Gerhard Holtz-Baumert es uno de los autores que ha recreado la historia, y la versión española de Carmen Bravo-Villasante ganó el premio al mejor libro alemán en 1985.

Los detalles descriptivos nos transportan a un mundo de fantasía, se recrea en nuestra mente un escenario: la Grecia clásica. Comienza con la infancia de Dédalo, y es inevitable cogerle cariño al instante a ese niño inquieto, con molestias de oído y una leve cojera.

Dédalo corre a la pata coja, pero tiene una vista de lince, y unas manos hábiles. Su padre Metión, el sabio, se preocupa por la cojera del niño, pero su abuelo, Eupálamo, el maestro de obras, le dice: “Bien está que veas todo, aunque no puedas correr mucho. Conserva la mirada penetrante, querido Dédalo, y deja que tus ojos vayan más deprisa que tus pies”.

Dédalo crece, y se convierte en un joven escultor. Quiere esculpir al ser humano en movimiento. Es inconformista e inventor. Solitario en su taller, crea herramientas, y sus esculturas móviles que atemorizan a los atenienses, le hacen famoso. Los numerosos encargos le obligan a tener un ayudante, que será el pequeño Talos, hijo de su hermana.

Este personaje lleva a Dédalo a vivir uno de los sucesos más traumáticos de su vida. Dédalo asesina a su sobrino Talos, cegado por la envidia, y abrumado por el rumor de la ciudad. Nunca se llega a detallar si sucede a propósito o no, el hecho queda en una nebulosa. Pero entran en juego sentimientos tan fuertes como la ira, los celos o el dolor.

Más adelante Dédalo huye a Cnosos, donde se pone al servicio del rey Minos y su familia. Aquí se cruza otro mito de la antigüedad grecolatina, el legendario minotauro. Su origen está en Pasifae, la mujer del rey, quien enamorada de un toro, se queda embarazada y da a luz a una extraña criatura mitad hombre, mitad toro.

La cúspide de la historia se encuentra hacia el final. Dédalo es encerrado junto a su hijo Ícaro en el laberinto construido por él mismo para encerrar al minotauro. Un laberinto del que dicen, es imposible salir. Allí pasan una larga temporada, enfrentándose una muerte lenta. Pero un día, Dédalo encuentra la solución inspirado por un sueño. Él y su hijo saldrán del laberinto volando, como pájaros divinos.

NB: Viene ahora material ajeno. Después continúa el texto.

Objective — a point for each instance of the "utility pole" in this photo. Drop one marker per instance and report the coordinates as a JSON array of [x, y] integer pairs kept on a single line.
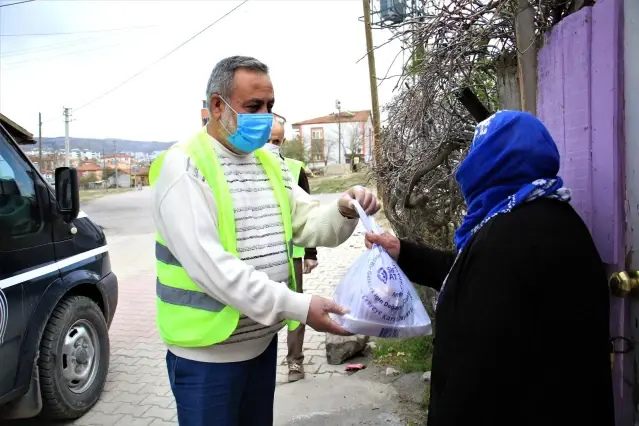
[[116, 165], [67, 118], [338, 105], [105, 179], [373, 83], [526, 56], [40, 141]]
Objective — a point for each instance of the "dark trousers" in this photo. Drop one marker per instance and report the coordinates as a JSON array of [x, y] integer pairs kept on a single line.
[[295, 339], [224, 394]]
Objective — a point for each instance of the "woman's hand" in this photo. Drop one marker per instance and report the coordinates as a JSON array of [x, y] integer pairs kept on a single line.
[[387, 241]]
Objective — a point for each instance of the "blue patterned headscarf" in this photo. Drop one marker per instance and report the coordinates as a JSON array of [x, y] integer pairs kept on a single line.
[[512, 160]]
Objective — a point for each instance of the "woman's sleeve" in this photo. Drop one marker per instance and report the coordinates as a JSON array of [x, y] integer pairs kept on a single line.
[[424, 265]]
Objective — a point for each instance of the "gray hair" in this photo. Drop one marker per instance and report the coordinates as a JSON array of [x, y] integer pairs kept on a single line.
[[221, 79]]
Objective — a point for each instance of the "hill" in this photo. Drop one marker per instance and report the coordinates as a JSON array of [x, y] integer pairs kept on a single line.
[[106, 145]]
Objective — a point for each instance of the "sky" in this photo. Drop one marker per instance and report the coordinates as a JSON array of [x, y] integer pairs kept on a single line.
[[311, 47]]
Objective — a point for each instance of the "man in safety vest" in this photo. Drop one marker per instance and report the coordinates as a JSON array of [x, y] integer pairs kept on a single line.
[[227, 214], [304, 259]]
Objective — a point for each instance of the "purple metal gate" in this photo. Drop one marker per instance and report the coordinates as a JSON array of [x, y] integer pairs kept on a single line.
[[580, 99]]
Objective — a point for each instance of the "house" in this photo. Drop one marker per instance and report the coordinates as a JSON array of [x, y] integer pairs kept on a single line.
[[123, 179], [17, 132], [120, 161], [48, 175], [89, 168], [139, 176], [322, 136]]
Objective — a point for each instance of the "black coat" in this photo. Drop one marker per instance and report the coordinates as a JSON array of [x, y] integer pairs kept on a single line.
[[522, 328]]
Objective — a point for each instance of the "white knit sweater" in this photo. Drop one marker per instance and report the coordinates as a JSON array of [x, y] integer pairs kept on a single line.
[[185, 213]]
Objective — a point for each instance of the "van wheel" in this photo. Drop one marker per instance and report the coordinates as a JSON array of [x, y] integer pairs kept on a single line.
[[74, 358]]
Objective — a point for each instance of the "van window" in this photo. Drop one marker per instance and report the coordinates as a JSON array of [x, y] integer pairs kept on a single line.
[[19, 211]]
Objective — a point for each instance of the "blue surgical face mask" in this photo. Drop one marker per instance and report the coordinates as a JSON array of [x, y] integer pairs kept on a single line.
[[252, 132]]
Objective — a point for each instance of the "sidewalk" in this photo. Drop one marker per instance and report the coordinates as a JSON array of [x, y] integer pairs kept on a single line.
[[137, 392]]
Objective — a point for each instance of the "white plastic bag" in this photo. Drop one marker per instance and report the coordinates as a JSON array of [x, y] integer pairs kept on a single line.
[[381, 299]]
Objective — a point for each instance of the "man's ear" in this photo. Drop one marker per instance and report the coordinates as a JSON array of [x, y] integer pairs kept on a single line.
[[216, 107]]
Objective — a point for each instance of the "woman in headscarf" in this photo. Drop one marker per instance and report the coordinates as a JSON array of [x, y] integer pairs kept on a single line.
[[523, 310]]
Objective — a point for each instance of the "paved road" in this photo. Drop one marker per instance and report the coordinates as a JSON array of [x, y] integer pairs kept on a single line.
[[137, 391]]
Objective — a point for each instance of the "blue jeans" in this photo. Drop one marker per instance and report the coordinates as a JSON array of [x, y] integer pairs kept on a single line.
[[224, 394]]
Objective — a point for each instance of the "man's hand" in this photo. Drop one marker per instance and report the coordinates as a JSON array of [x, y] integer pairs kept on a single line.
[[309, 265], [387, 241], [364, 197], [318, 317]]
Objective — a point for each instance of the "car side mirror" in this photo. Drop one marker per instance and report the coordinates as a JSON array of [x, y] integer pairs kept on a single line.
[[67, 193]]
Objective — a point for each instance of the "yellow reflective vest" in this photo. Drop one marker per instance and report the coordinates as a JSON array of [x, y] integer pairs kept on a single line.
[[296, 167], [186, 315]]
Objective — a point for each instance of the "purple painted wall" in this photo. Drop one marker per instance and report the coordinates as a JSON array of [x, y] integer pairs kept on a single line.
[[580, 99]]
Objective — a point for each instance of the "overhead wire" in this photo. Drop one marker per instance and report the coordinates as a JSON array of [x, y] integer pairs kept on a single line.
[[79, 32], [143, 70], [16, 3], [9, 65]]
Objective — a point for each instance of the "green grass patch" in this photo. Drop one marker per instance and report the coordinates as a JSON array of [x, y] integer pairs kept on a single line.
[[336, 184], [407, 355], [92, 194]]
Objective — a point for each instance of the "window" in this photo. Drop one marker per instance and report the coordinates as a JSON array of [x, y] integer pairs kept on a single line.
[[317, 133], [19, 212], [317, 150]]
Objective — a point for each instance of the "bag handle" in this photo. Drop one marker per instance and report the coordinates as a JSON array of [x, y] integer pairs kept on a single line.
[[369, 223]]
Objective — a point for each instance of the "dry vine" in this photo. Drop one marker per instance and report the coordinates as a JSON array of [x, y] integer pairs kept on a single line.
[[454, 43]]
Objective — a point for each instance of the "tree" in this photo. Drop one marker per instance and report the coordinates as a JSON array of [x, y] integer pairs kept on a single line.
[[328, 148], [352, 139]]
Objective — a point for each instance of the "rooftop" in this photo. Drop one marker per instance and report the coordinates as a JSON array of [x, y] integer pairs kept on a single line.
[[344, 117], [89, 167], [17, 132]]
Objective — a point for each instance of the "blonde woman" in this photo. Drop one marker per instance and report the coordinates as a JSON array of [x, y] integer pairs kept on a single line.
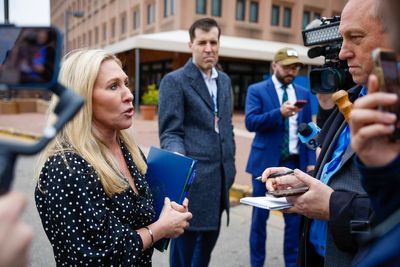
[[92, 195]]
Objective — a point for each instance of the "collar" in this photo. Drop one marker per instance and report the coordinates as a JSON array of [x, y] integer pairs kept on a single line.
[[214, 72], [277, 83]]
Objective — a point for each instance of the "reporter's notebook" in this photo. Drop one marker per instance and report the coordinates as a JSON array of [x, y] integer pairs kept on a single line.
[[168, 175], [268, 202]]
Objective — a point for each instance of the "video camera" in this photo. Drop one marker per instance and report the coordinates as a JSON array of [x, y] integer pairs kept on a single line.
[[334, 74], [29, 67]]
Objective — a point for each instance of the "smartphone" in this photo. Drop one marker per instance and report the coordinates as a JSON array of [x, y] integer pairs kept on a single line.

Con las plumas que se van encontrando, y la mugre encerada de los muros del laberinto, construyen alas, y finalmente escapan. Dédalo enseña a su hijo a volar; “Vuela siempre a una altura media, no trates de alcanzar las estrellas, para que vueles bien, basta que me sigas”. Pero Ícaro es pequeño y entusiasta, se eleva tanto, que la cera de sus alas se derrite con el calor del sol, y cae al mar.

Dédalo baja la cabeza, y alcanza a ver unas plumas flotando en el mar. En ese momento se da cuenta de la muerte de su hijo. Con un dolor salvaje en el oído, aún batiendo sus alas, Dédalo agoniza, y grita. Pero no dice el nombre de su hijo, sino: ¡Talos!